Now the Fifth District Court of Appeal has held the same thing, and involving the same employer, Ralphs Grocery, albeit at a different location. Money quote:
Laws which prohibit speech based on its content — or, in this case, based on the failure of the speech to address a "labor dispute" — are presumptively invalid. (Simon & Shuster, Inc. v.
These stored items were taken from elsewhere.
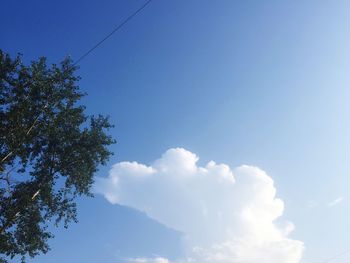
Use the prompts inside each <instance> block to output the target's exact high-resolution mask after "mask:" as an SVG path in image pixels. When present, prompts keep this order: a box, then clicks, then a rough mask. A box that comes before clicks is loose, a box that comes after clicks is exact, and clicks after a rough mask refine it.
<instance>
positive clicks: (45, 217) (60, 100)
mask: <svg viewBox="0 0 350 263" xmlns="http://www.w3.org/2000/svg"><path fill="white" fill-rule="evenodd" d="M76 69H77V67H75V66H74V65H73V63H72V61H71V59H69V58H66V59H64V60H63V61H62V62H61V63H60V64H59V65H55V64H53V65H51V66H48V65H47V63H46V59H45V58H40V59H39V60H37V61H33V62H31V63H30V65H28V66H26V65H24V63H23V62H22V61H21V56H20V55H18V56H17V57H16V58H14V59H13V58H11V57H10V56H9V55H8V54H6V53H5V52H3V51H1V50H0V262H6V259H9V258H13V257H15V256H18V255H20V256H21V257H22V261H24V259H25V256H26V255H29V256H31V257H34V256H35V255H37V254H39V253H46V252H47V251H48V249H49V246H48V244H47V241H48V239H49V238H51V237H52V234H51V233H50V232H49V231H48V229H47V227H48V225H49V224H50V222H54V223H55V224H56V225H57V224H58V223H59V222H61V221H63V222H64V226H65V227H67V225H68V223H69V222H70V221H76V203H75V201H74V200H75V198H76V197H77V196H79V195H91V193H90V188H91V186H92V184H93V175H94V173H95V172H96V171H97V168H98V166H99V165H100V164H102V165H103V164H105V163H106V161H107V160H108V158H109V156H110V155H111V152H110V151H109V150H108V149H107V147H108V146H109V145H110V144H112V143H114V140H113V139H112V138H111V137H110V136H109V135H107V134H106V131H107V130H108V129H109V128H111V127H112V126H111V125H110V123H109V121H108V119H107V118H106V117H103V116H101V115H99V116H97V117H94V116H87V115H86V114H85V113H84V110H85V107H84V106H82V105H80V104H79V103H78V102H79V100H80V99H81V98H82V96H84V95H85V94H83V93H82V92H81V91H80V90H79V87H78V86H77V82H78V80H79V77H77V76H76V75H75V71H76Z"/></svg>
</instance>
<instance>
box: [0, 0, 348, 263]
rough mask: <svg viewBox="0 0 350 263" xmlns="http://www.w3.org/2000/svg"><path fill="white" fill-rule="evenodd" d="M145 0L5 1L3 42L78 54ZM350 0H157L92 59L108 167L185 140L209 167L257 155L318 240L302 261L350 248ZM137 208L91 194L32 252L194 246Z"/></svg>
mask: <svg viewBox="0 0 350 263" xmlns="http://www.w3.org/2000/svg"><path fill="white" fill-rule="evenodd" d="M142 3H143V1H139V0H132V1H126V0H123V1H121V0H120V1H111V0H105V1H99V2H97V1H91V0H89V1H73V2H72V1H55V2H52V1H50V2H43V1H38V0H33V1H17V0H16V1H5V2H4V3H3V4H2V7H3V8H2V10H3V12H2V15H1V17H0V22H1V25H2V26H1V29H0V32H1V34H0V40H1V41H0V43H1V48H2V49H4V50H5V51H7V52H9V53H11V54H16V53H18V52H19V53H22V54H23V55H24V59H25V60H26V61H29V60H32V59H36V58H37V57H39V56H47V57H48V60H49V61H50V62H57V61H59V60H61V59H62V58H63V57H64V56H65V55H67V54H69V55H71V56H72V58H73V59H76V58H78V57H79V56H80V55H82V54H83V53H84V52H85V51H86V50H88V49H89V48H90V47H91V46H93V45H94V44H95V43H96V42H97V41H99V40H100V39H101V38H103V37H104V36H105V35H106V34H107V33H109V32H110V31H111V30H112V29H113V28H114V26H115V25H116V24H118V23H119V22H120V21H122V19H123V18H125V17H126V16H127V15H128V14H130V13H131V12H133V11H134V10H135V9H136V8H138V7H139V6H140V5H141V4H142ZM349 7H350V3H349V2H348V1H336V2H335V1H224V0H222V1H215V2H213V1H209V0H208V1H204V0H201V1H200V0H193V1H185V0H179V1H161V0H154V1H152V3H151V4H150V5H149V6H148V7H147V8H146V9H145V10H144V11H143V12H142V13H140V14H139V15H138V16H137V17H135V18H134V19H133V20H132V21H130V22H129V23H128V24H127V25H126V26H125V27H124V28H123V29H122V30H120V31H119V32H118V33H117V34H115V35H114V36H113V37H112V38H110V39H109V40H108V41H107V42H105V43H104V44H103V45H102V46H101V47H100V48H98V49H97V50H95V51H94V52H93V53H92V54H91V55H89V56H88V57H87V58H86V59H84V60H83V61H82V62H81V64H80V70H79V75H80V76H81V77H82V80H81V82H80V86H81V88H82V89H83V90H84V91H86V92H87V93H88V96H87V97H86V98H84V100H83V103H84V104H86V106H87V110H88V112H89V113H103V114H108V115H110V117H111V121H112V122H113V123H114V124H115V125H116V127H115V129H114V130H113V131H112V135H113V136H114V137H115V138H116V139H117V141H118V143H117V144H116V145H115V146H113V147H112V151H114V152H115V155H114V156H113V157H112V158H111V160H110V163H109V164H108V166H107V167H103V168H101V170H100V171H99V173H98V174H97V176H99V177H106V176H107V174H108V171H109V170H110V168H111V166H112V165H113V164H115V163H118V162H121V161H137V162H139V163H141V164H146V165H150V164H151V163H152V162H153V161H154V160H156V159H158V158H160V156H161V155H162V154H163V153H164V152H165V151H166V150H168V149H169V148H175V147H183V148H185V149H187V150H189V151H190V152H192V153H195V154H196V155H198V156H199V157H200V159H199V161H198V163H199V165H200V166H203V167H204V166H205V165H206V163H207V162H209V161H210V160H215V161H216V162H217V163H225V164H227V165H229V166H230V167H231V168H232V169H233V168H235V167H237V166H240V165H242V164H247V165H254V166H257V167H259V168H260V169H262V170H264V171H266V172H267V174H268V175H269V176H271V178H273V180H274V183H275V187H276V189H277V196H278V197H279V198H281V199H282V200H283V201H284V204H285V210H284V213H283V218H285V219H288V220H290V221H292V222H293V223H294V225H295V230H294V231H293V232H292V233H291V235H290V238H292V239H295V240H300V241H302V242H303V243H304V245H305V251H304V253H303V258H302V260H301V261H300V262H309V263H311V262H312V263H313V262H316V263H318V262H322V260H324V259H327V258H328V257H331V256H333V255H335V254H337V253H340V252H342V251H344V250H347V249H349V245H348V244H350V237H349V235H348V234H347V233H348V232H349V231H348V230H349V228H350V226H349V224H348V222H349V219H350V212H349V211H350V204H349V200H350V197H349V196H348V188H349V183H350V181H349V173H350V137H349V134H350V125H349V114H350V104H349V98H350V89H349V85H350V74H349V73H348V72H349V69H350V62H349V61H350V59H349V58H350V17H349V15H348V10H349ZM336 199H339V200H341V201H339V202H338V203H337V204H336V205H333V206H332V205H330V204H331V203H332V201H334V200H336ZM137 210H138V209H137V207H136V209H135V207H133V208H128V207H125V206H119V205H112V204H110V203H109V202H107V201H106V199H105V198H103V196H101V195H97V196H96V198H95V199H83V200H79V221H80V222H79V224H77V225H72V226H71V227H70V228H69V229H68V230H63V229H59V230H58V231H55V232H56V238H55V239H54V240H52V241H51V242H50V244H51V248H52V250H51V251H50V252H49V253H48V254H47V255H45V256H41V257H38V258H36V259H35V260H33V262H39V263H41V262H48V263H54V262H62V261H64V262H86V263H94V262H101V261H102V262H124V261H125V259H126V258H135V257H154V256H158V255H159V256H162V257H166V258H170V259H176V258H181V257H183V256H184V254H185V250H186V249H184V248H183V244H182V241H181V235H182V234H181V233H179V231H175V230H173V229H170V228H169V226H168V225H166V224H160V223H158V222H156V221H155V220H152V219H150V218H149V217H147V215H146V213H145V211H137ZM349 260H350V256H349V255H344V256H342V257H339V258H338V259H335V260H334V261H332V262H334V263H342V262H348V261H349ZM293 262H294V261H293ZM271 263H274V262H271Z"/></svg>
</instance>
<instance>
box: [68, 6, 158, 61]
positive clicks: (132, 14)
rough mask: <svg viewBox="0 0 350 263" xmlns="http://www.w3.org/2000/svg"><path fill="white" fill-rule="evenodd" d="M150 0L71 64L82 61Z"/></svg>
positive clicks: (111, 35) (142, 9)
mask: <svg viewBox="0 0 350 263" xmlns="http://www.w3.org/2000/svg"><path fill="white" fill-rule="evenodd" d="M151 1H152V0H148V1H146V2H145V3H144V4H143V5H142V6H141V7H139V8H138V9H137V10H136V11H135V12H133V13H132V14H130V15H129V16H128V17H127V18H126V19H125V20H124V21H123V22H121V23H120V24H119V25H118V26H117V27H116V28H115V29H113V31H112V32H111V33H109V34H108V35H107V36H105V37H104V38H103V39H101V40H100V41H99V42H97V44H96V45H94V46H93V47H92V48H90V49H89V50H88V51H87V52H85V53H84V54H83V55H82V56H80V57H79V58H78V59H77V60H76V61H75V63H74V64H73V65H77V64H78V63H79V62H80V61H82V60H83V59H84V58H85V57H86V56H88V55H89V54H90V53H91V52H92V51H94V50H95V49H96V48H97V47H98V46H100V45H101V44H102V43H103V42H105V41H106V40H107V39H108V38H110V37H111V36H112V35H113V34H114V33H115V32H117V31H118V30H119V29H121V28H122V27H123V26H124V25H125V24H126V23H127V22H129V21H130V20H131V19H132V18H134V17H135V16H136V15H137V14H138V13H139V12H141V11H142V10H143V9H144V8H145V7H146V6H147V5H148V4H149V3H151Z"/></svg>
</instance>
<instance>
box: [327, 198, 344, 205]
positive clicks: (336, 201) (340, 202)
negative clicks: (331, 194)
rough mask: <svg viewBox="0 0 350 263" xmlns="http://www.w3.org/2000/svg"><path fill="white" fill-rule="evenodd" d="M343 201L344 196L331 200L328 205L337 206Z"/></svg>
mask: <svg viewBox="0 0 350 263" xmlns="http://www.w3.org/2000/svg"><path fill="white" fill-rule="evenodd" d="M343 201H344V197H338V198H336V199H334V200H333V201H331V202H329V203H328V206H331V207H332V206H336V205H338V204H340V203H341V202H343Z"/></svg>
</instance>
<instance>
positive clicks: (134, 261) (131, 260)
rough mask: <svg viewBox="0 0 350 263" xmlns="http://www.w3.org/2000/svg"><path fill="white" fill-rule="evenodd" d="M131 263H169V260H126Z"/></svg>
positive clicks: (129, 259) (154, 259)
mask: <svg viewBox="0 0 350 263" xmlns="http://www.w3.org/2000/svg"><path fill="white" fill-rule="evenodd" d="M128 262H131V263H169V260H168V259H166V258H162V257H156V258H131V259H129V260H128Z"/></svg>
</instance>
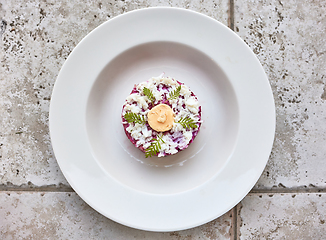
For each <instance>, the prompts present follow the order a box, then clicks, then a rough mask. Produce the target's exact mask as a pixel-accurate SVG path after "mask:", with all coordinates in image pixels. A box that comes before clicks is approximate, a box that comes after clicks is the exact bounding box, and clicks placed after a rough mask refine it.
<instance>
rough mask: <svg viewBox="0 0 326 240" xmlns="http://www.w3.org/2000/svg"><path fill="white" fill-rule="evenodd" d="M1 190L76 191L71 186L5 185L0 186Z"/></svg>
mask: <svg viewBox="0 0 326 240" xmlns="http://www.w3.org/2000/svg"><path fill="white" fill-rule="evenodd" d="M0 192H54V193H55V192H75V191H74V190H73V189H72V188H71V187H59V188H58V187H52V186H44V187H5V186H0Z"/></svg>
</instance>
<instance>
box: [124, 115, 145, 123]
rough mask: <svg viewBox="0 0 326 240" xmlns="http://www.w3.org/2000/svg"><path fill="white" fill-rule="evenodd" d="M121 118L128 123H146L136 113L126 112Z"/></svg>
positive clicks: (142, 117)
mask: <svg viewBox="0 0 326 240" xmlns="http://www.w3.org/2000/svg"><path fill="white" fill-rule="evenodd" d="M123 117H124V118H125V119H126V121H127V122H128V123H131V122H134V123H139V124H143V123H146V121H145V117H144V116H143V115H138V114H136V113H132V112H127V113H126V114H125V115H124V116H123Z"/></svg>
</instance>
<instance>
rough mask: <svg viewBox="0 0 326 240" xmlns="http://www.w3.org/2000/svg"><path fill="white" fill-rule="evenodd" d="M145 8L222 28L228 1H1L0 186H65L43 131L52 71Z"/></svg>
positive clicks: (47, 126)
mask: <svg viewBox="0 0 326 240" xmlns="http://www.w3.org/2000/svg"><path fill="white" fill-rule="evenodd" d="M149 6H175V7H184V8H189V9H192V10H196V11H199V12H202V13H204V14H206V15H209V16H211V17H214V18H216V19H218V20H220V21H221V22H223V23H224V24H226V23H227V9H228V0H216V1H199V0H196V1H174V0H172V1H127V0H126V1H103V2H102V1H86V2H85V1H74V2H71V1H53V0H52V1H18V0H12V1H1V3H0V20H1V24H0V34H1V41H0V48H1V50H0V57H1V65H0V119H1V125H0V156H1V157H0V159H1V161H0V164H1V167H0V184H3V185H23V186H26V185H28V184H29V185H32V186H33V185H36V186H41V185H49V184H50V185H55V186H58V185H60V184H61V185H67V184H68V183H67V182H66V180H65V179H64V177H63V175H62V174H61V172H60V170H59V168H58V166H57V163H56V160H55V158H54V156H53V152H52V148H51V143H50V138H49V132H48V111H49V103H50V97H51V92H52V88H53V85H54V82H55V79H56V77H57V75H58V72H59V70H60V68H61V66H62V64H63V63H64V61H65V59H67V57H68V55H69V53H70V52H71V51H72V50H73V48H74V47H75V46H76V44H77V43H78V42H79V41H80V40H81V39H82V38H83V37H85V36H86V35H87V34H88V33H89V32H90V31H91V30H93V29H94V28H95V27H97V26H98V25H100V24H101V23H103V22H105V21H106V20H108V19H110V18H112V17H114V16H117V15H119V14H121V13H124V12H127V11H130V10H133V9H139V8H143V7H149Z"/></svg>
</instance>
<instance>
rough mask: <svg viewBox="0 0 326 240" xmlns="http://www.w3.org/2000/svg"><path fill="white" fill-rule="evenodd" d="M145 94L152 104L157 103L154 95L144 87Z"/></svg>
mask: <svg viewBox="0 0 326 240" xmlns="http://www.w3.org/2000/svg"><path fill="white" fill-rule="evenodd" d="M143 93H144V95H145V96H147V97H148V99H149V100H150V101H151V102H152V103H154V102H155V97H154V95H153V93H152V91H151V90H149V89H148V88H146V87H144V89H143Z"/></svg>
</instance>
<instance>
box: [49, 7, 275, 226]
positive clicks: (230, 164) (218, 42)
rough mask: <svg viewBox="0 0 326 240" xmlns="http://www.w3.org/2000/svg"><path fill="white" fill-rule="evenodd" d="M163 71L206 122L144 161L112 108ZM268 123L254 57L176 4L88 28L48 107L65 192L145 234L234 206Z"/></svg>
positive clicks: (203, 222) (217, 30)
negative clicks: (159, 152) (187, 96)
mask: <svg viewBox="0 0 326 240" xmlns="http://www.w3.org/2000/svg"><path fill="white" fill-rule="evenodd" d="M162 72H165V75H166V76H171V77H174V78H176V79H178V80H179V81H181V82H184V83H185V84H186V85H188V86H189V87H190V88H191V90H193V91H194V92H195V94H196V95H197V96H198V98H199V100H200V103H201V105H202V116H203V125H202V127H201V130H200V132H199V134H198V136H197V138H196V139H195V141H194V142H193V143H192V144H191V145H190V147H189V148H188V149H186V150H185V151H183V152H181V153H178V154H177V155H175V156H173V157H171V156H170V157H167V158H161V159H158V158H157V157H154V158H150V159H145V158H144V154H143V153H141V152H140V151H139V150H138V149H136V148H135V147H134V146H133V145H132V144H131V143H130V142H129V140H128V139H127V137H126V136H125V134H124V131H123V127H122V125H121V120H120V114H121V109H122V105H123V103H124V100H125V98H126V96H128V94H129V93H130V91H131V89H132V87H133V85H134V84H135V83H139V82H142V81H145V80H148V79H149V78H150V77H152V76H158V75H160V74H161V73H162ZM274 131H275V111H274V101H273V96H272V91H271V88H270V85H269V82H268V79H267V77H266V75H265V73H264V71H263V68H262V66H261V65H260V63H259V62H258V60H257V58H256V57H255V55H254V54H253V53H252V52H251V50H250V49H249V48H248V47H247V46H246V44H245V43H244V42H243V41H242V40H241V39H240V38H239V37H238V36H237V35H236V34H235V33H234V32H232V31H231V30H230V29H228V28H227V27H226V26H224V25H223V24H221V23H219V22H217V21H216V20H214V19H212V18H209V17H207V16H205V15H202V14H199V13H196V12H192V11H189V10H184V9H177V8H149V9H143V10H137V11H132V12H129V13H127V14H123V15H120V16H118V17H116V18H114V19H112V20H110V21H108V22H106V23H104V24H102V25H101V26H99V27H98V28H96V29H95V30H94V31H92V32H91V33H90V34H88V35H87V36H86V37H85V38H84V39H83V40H82V41H81V42H80V43H79V44H78V46H77V47H76V48H75V49H74V50H73V52H72V53H71V54H70V56H69V58H68V59H67V61H66V62H65V64H64V66H63V67H62V69H61V71H60V74H59V76H58V79H57V81H56V83H55V86H54V90H53V95H52V100H51V106H50V133H51V139H52V145H53V149H54V153H55V156H56V158H57V161H58V163H59V166H60V168H61V170H62V172H63V174H64V175H65V177H66V178H67V180H68V182H69V183H70V184H71V186H72V187H73V189H74V190H75V191H76V192H77V193H78V195H79V196H80V197H81V198H83V199H84V200H85V201H86V202H87V203H88V204H89V205H90V206H92V207H93V208H94V209H96V210H97V211H98V212H100V213H101V214H103V215H104V216H106V217H108V218H110V219H112V220H114V221H117V222H119V223H122V224H124V225H127V226H130V227H134V228H138V229H143V230H150V231H175V230H182V229H187V228H191V227H195V226H198V225H201V224H204V223H206V222H208V221H211V220H213V219H215V218H217V217H219V216H221V215H222V214H224V213H225V212H227V211H228V210H230V209H231V208H232V207H233V206H235V205H236V204H237V203H238V202H239V201H241V199H242V198H243V197H244V196H245V195H246V194H247V193H248V192H249V191H250V189H251V188H252V187H253V186H254V184H255V183H256V181H257V180H258V178H259V176H260V175H261V173H262V171H263V169H264V167H265V165H266V162H267V160H268V157H269V154H270V151H271V147H272V143H273V139H274Z"/></svg>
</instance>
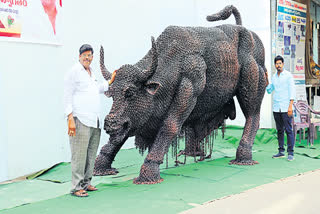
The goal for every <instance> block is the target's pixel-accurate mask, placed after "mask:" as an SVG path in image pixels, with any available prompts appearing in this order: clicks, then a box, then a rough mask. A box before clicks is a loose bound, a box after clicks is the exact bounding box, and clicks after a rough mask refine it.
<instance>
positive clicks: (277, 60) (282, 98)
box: [267, 56, 295, 161]
mask: <svg viewBox="0 0 320 214" xmlns="http://www.w3.org/2000/svg"><path fill="white" fill-rule="evenodd" d="M283 61H284V60H283V58H282V57H281V56H277V57H276V58H275V59H274V64H275V67H276V69H277V73H275V74H274V75H273V76H272V79H271V84H269V85H268V87H267V92H268V94H271V92H272V91H274V94H273V116H274V120H275V122H276V127H277V132H278V142H279V153H278V154H276V155H273V156H272V157H273V158H282V157H285V155H284V151H285V149H284V131H286V134H287V146H288V149H287V152H288V161H292V160H294V157H293V148H294V143H295V140H294V134H293V131H292V104H293V100H294V99H295V88H294V81H293V76H292V75H291V73H290V72H289V71H286V70H284V69H283V65H284V63H283Z"/></svg>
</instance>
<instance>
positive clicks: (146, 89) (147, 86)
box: [145, 82, 161, 95]
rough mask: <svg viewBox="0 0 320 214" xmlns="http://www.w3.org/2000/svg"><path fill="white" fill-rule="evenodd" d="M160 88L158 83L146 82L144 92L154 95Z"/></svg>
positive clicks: (154, 94) (159, 86) (155, 93)
mask: <svg viewBox="0 0 320 214" xmlns="http://www.w3.org/2000/svg"><path fill="white" fill-rule="evenodd" d="M160 86H161V84H160V83H158V82H147V83H146V85H145V87H146V91H147V92H148V93H149V94H151V95H155V94H156V93H157V91H158V89H159V88H160Z"/></svg>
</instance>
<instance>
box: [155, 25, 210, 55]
mask: <svg viewBox="0 0 320 214" xmlns="http://www.w3.org/2000/svg"><path fill="white" fill-rule="evenodd" d="M173 43H176V45H177V47H178V48H179V49H181V51H182V52H184V53H193V52H197V53H201V52H203V50H204V43H203V41H202V39H201V36H200V35H199V33H198V32H197V31H196V30H195V29H194V28H192V27H180V26H169V27H167V28H166V29H165V30H164V31H163V32H162V34H161V35H160V36H159V38H158V40H157V44H158V47H159V49H160V51H166V49H167V48H168V47H169V46H170V45H172V44H173Z"/></svg>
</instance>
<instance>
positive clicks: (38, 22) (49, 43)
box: [0, 0, 62, 45]
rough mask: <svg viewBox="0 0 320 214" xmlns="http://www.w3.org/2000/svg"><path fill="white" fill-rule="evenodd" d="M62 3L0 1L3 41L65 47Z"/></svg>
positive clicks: (48, 1)
mask: <svg viewBox="0 0 320 214" xmlns="http://www.w3.org/2000/svg"><path fill="white" fill-rule="evenodd" d="M61 13H62V0H0V41H17V42H19V41H20V42H31V43H44V44H56V45H60V44H61V15H62V14H61Z"/></svg>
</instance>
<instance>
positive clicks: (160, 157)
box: [133, 120, 178, 184]
mask: <svg viewBox="0 0 320 214" xmlns="http://www.w3.org/2000/svg"><path fill="white" fill-rule="evenodd" d="M177 134H178V122H177V121H170V120H167V121H166V122H165V124H164V126H163V127H162V128H161V129H160V131H159V133H158V135H157V138H156V140H155V142H154V143H153V145H152V147H151V149H150V152H149V154H148V155H147V157H146V159H145V160H144V163H143V165H142V166H141V169H140V175H139V177H137V178H135V179H134V181H133V183H135V184H156V183H160V182H162V181H163V179H162V178H161V177H160V170H159V166H160V164H162V163H163V158H164V155H165V154H166V153H167V152H168V148H169V146H170V143H171V141H172V139H173V138H174V137H175V136H176V135H177Z"/></svg>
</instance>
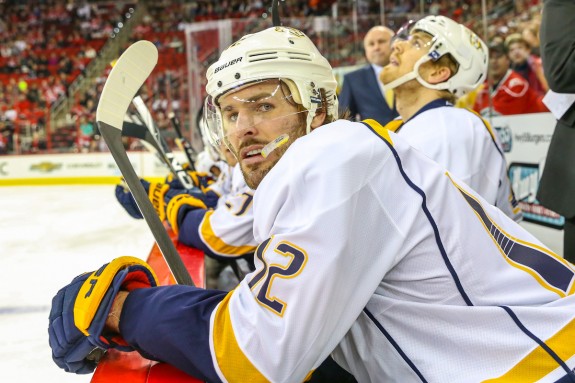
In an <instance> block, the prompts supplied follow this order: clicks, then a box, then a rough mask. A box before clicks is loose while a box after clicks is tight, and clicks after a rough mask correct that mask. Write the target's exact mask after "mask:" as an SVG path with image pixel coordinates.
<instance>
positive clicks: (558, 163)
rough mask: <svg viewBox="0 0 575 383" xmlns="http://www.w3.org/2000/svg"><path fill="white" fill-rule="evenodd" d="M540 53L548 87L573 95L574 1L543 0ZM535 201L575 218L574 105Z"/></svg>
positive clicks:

Members of N.Y. State Crime Victims Bd. (1991) 502 U.S. 105, 116.) Such laws are permitted only if they serve a compelling state interest and are narrowly drawn to accomplish that interest. (Mosley, supra, 408 U.S. 92, 95.) The desire to provide the broadest forum for expression in labor disputes is not a compelling state interest. (Carey v. Brown, supra, 447 U.S. 455, 466.)Read this one quickly because the Supremes likely will take it up along with the earlier Ralphs case.
We conclude the state may not act to selectively create a free speech right applicable only to the few, while excluding all others, in the absence of a compelling state interest. As a result, we hold that the Moscone Act and Labor Code section 1138.1 contravene the free speech provisions of California Constitution article I, section 2, by discriminatorily conferring speech rights on some, but not all, Californians without a compelling state interest.
The case is Ralphs Grocery Co. v. UFCW Union Local 8 and the opinion is here.